Penyerangan terhadap komunitas adat Besipae, ujar Rukka, juga merupakan pelanggaran pemerintah provinsi (Pemprov) terhadap mandat putusan Mahkamah Konstitusi (MK) No.35/PUU-X/2012 yang menegaskan bahwa hutan adat bukan merupakan hutan negara. Ditegaskannya bahwa penggunaan tindak kekerasan adalah cara-cara yang tidak beradab dan melanggar hak asasi manusia.

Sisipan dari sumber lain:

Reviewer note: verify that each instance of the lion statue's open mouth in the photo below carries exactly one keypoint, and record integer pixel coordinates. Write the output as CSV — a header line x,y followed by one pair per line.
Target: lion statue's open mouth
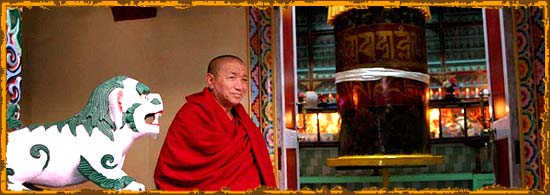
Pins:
x,y
91,145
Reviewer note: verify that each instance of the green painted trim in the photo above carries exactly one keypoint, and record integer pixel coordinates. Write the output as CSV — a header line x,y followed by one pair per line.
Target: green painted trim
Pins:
x,y
99,179
478,180
35,153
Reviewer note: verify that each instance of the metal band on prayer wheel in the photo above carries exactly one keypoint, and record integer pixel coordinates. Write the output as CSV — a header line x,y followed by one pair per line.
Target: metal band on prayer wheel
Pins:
x,y
381,81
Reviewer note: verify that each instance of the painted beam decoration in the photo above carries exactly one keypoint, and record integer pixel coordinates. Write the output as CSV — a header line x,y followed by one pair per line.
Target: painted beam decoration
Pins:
x,y
530,62
13,54
58,154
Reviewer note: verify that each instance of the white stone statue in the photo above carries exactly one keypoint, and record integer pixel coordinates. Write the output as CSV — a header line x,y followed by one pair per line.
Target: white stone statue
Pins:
x,y
90,146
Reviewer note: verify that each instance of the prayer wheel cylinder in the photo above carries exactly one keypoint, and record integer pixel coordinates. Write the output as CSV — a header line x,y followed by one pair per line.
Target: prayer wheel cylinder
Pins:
x,y
382,81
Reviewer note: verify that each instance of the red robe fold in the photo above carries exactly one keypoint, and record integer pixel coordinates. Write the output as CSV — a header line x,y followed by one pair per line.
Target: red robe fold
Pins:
x,y
204,149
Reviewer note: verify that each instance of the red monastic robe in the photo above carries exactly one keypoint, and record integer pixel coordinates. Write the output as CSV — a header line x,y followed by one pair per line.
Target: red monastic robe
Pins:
x,y
206,150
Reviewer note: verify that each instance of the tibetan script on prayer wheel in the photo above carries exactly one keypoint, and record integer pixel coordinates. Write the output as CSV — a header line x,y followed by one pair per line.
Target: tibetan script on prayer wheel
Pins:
x,y
381,81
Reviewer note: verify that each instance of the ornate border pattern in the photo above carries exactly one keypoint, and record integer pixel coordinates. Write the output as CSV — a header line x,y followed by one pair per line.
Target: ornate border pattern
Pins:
x,y
13,54
530,62
261,71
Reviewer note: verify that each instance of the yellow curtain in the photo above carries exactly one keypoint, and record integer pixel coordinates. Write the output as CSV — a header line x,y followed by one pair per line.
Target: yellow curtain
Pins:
x,y
334,11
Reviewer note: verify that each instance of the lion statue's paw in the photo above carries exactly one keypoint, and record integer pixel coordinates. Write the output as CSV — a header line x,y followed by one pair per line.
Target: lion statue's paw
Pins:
x,y
135,186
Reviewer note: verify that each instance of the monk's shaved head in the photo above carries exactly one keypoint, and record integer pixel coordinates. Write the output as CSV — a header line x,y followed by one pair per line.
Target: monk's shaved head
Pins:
x,y
217,62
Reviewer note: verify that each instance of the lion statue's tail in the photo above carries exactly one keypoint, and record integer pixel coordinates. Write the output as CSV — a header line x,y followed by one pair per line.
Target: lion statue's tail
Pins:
x,y
12,117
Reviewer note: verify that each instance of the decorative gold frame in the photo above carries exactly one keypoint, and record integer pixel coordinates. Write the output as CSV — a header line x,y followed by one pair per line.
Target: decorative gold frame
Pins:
x,y
185,4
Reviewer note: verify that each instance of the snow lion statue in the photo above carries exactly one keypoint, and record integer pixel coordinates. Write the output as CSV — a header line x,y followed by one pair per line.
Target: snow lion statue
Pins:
x,y
90,146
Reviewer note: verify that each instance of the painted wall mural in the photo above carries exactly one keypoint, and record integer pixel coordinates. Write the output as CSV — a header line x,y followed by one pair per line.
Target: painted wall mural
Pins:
x,y
13,54
530,62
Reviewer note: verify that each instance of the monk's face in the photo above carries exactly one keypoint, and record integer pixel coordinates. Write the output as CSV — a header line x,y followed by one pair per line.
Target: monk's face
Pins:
x,y
230,83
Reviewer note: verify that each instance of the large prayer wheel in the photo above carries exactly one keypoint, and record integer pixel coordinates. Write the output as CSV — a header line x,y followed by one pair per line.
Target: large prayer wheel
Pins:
x,y
382,81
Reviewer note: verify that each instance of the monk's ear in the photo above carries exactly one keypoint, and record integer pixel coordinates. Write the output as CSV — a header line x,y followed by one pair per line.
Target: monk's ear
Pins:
x,y
115,107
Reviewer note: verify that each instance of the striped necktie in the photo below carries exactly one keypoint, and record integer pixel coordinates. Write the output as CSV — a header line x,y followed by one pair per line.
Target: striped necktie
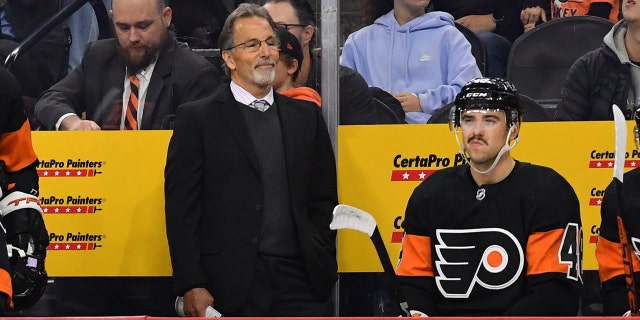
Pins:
x,y
260,105
131,118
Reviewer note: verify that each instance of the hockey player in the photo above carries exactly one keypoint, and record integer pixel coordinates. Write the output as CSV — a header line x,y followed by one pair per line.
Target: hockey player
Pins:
x,y
495,236
23,236
615,301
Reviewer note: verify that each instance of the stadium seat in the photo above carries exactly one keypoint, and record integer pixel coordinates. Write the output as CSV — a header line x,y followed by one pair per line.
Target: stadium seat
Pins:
x,y
540,59
478,49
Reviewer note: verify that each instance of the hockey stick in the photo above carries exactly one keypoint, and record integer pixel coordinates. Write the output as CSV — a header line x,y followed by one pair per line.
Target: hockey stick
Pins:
x,y
618,168
348,217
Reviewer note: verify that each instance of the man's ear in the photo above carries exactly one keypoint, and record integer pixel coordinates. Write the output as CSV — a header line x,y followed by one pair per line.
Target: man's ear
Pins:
x,y
307,34
292,67
516,131
228,59
167,14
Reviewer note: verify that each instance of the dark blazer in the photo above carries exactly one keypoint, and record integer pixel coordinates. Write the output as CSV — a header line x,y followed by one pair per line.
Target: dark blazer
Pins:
x,y
96,86
214,196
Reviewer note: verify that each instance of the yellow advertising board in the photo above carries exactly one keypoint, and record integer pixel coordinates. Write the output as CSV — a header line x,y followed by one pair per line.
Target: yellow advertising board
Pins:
x,y
102,192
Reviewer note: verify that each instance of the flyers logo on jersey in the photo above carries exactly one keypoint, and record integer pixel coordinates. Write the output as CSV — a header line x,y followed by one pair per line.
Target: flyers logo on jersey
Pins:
x,y
488,257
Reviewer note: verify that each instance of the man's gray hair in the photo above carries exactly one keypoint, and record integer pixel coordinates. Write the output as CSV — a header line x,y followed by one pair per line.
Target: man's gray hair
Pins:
x,y
244,10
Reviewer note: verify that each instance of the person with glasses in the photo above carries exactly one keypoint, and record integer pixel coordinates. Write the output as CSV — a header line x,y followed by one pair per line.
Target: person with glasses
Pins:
x,y
357,104
494,236
250,186
144,65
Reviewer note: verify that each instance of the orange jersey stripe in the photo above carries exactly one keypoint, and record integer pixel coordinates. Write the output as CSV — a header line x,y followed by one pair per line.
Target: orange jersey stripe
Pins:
x,y
17,151
542,252
416,257
609,256
5,286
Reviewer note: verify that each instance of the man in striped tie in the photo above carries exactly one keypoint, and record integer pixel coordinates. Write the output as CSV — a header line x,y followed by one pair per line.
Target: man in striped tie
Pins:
x,y
133,82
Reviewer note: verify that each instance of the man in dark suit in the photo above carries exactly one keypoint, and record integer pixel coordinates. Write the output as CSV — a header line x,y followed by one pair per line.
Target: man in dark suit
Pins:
x,y
100,86
249,189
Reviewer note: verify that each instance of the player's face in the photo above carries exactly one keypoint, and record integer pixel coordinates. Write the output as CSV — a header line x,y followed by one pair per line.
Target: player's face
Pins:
x,y
252,69
484,133
141,28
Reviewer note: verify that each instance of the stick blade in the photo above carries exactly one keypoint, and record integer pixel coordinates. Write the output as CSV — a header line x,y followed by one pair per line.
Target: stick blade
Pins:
x,y
348,217
621,142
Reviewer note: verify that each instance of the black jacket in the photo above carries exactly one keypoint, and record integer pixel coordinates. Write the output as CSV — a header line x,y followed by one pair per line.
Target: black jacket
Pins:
x,y
507,12
595,82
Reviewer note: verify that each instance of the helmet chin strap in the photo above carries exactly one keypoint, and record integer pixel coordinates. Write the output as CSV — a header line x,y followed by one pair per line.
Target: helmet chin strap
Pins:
x,y
504,149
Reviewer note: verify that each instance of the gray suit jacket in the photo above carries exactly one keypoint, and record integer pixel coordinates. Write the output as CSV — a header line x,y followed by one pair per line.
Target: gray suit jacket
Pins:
x,y
214,196
96,86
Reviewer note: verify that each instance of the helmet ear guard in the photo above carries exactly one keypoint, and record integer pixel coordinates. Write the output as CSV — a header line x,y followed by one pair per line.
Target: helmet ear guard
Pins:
x,y
28,278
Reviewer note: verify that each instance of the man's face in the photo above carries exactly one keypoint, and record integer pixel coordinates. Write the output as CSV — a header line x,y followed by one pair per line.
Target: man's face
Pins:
x,y
283,13
484,133
630,10
141,29
252,70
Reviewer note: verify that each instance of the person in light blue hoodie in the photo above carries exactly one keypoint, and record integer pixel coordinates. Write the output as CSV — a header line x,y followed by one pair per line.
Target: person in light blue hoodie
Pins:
x,y
420,58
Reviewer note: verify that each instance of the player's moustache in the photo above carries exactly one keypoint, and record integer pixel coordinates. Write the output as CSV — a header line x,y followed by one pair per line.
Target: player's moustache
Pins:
x,y
265,62
477,139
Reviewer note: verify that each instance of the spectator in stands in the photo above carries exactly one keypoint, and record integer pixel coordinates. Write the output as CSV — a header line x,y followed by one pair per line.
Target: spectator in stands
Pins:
x,y
287,70
84,29
495,236
144,52
535,12
609,251
356,100
46,62
606,75
250,186
421,58
495,22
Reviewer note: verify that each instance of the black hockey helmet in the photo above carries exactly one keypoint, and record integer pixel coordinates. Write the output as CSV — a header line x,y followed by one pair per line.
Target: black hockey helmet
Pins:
x,y
28,278
487,94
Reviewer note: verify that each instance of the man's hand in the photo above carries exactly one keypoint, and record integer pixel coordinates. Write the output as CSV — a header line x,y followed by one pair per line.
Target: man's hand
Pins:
x,y
409,101
74,123
478,22
196,302
530,17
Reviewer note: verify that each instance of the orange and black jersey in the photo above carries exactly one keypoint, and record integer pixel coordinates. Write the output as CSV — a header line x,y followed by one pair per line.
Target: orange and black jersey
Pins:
x,y
609,250
513,248
17,158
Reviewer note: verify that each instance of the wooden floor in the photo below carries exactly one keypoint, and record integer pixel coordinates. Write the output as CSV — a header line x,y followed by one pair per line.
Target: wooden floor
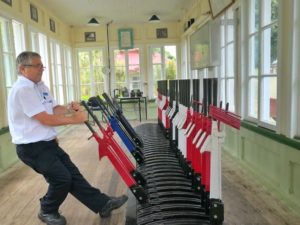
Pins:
x,y
246,203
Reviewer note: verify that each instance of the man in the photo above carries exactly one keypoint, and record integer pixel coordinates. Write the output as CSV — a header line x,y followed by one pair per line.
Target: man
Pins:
x,y
32,115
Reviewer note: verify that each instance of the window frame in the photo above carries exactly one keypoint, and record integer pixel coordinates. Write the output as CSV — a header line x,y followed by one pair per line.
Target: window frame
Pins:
x,y
260,76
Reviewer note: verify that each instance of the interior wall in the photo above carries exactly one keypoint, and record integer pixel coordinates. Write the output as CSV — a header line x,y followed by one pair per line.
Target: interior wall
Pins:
x,y
275,165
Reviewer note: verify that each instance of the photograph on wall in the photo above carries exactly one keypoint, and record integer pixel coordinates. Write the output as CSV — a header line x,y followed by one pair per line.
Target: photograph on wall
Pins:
x,y
52,25
162,33
90,36
8,2
34,13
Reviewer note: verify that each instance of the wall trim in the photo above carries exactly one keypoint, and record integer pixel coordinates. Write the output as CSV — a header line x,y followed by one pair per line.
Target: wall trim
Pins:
x,y
272,135
4,130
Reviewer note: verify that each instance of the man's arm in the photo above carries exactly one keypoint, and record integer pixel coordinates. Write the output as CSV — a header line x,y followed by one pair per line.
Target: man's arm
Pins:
x,y
61,119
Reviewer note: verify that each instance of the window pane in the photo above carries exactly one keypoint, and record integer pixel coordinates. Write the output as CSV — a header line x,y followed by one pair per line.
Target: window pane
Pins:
x,y
170,62
85,92
98,74
97,58
230,25
270,40
269,100
254,55
270,9
156,55
8,69
223,22
19,39
223,63
84,59
85,77
230,94
133,56
99,88
254,15
230,60
222,91
119,56
253,100
120,74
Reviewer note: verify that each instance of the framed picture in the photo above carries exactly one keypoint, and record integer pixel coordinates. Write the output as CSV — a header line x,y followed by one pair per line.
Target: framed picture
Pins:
x,y
52,25
34,13
125,38
8,2
89,36
162,33
217,7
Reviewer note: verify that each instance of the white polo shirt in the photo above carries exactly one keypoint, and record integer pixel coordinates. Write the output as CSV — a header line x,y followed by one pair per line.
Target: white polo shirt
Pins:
x,y
25,100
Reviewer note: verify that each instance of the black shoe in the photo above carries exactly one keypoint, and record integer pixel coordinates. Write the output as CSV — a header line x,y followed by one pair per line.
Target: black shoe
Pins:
x,y
113,203
52,218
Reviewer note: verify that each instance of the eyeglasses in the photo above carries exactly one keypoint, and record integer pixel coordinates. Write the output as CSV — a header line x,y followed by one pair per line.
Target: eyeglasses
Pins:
x,y
39,66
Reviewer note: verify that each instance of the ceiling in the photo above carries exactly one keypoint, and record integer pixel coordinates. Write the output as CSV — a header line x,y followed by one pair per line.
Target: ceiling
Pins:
x,y
79,12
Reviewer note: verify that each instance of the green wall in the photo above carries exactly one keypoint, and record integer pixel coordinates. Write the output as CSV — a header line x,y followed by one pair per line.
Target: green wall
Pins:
x,y
274,162
8,154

BACA JUGA: Komnas HAM Kecam Tindakan Kekerasan yang Menimpa Masyarakat Adat Pubabu di NTT

“Kekerasan yang dialami oleh masyarakat adat Besipae, termasuk perlakuan tidak manusiawi kepada perempuan dan anak, menunjukkan negara tidak hanya gagal menjalankan kewajibannya untuk memenuhi hak konstitusional masyarakat adat, tetapi juga menunjukkan watak otoritarian rezim yang berkuasa hari ini," jelas Rukka.

"Pemerintah harus segera menarik aparat keamanan yang masih berada dilokasi kejadian, segera membebaskan warga yang ditahan tanpa syarat dan melakukan pemulihan terhadap perempuan dan anak-anak, serta mendesak pemerintah untuk lebih mengedepankan dialogis untuk menyelesaikan masalah ini dengan memastikan masyarakat adat Tiga Tungku: Mollo, Amanatun dan Amanuban terlibat penuh dalam menyelesaikan perkara ini,” tegasnya.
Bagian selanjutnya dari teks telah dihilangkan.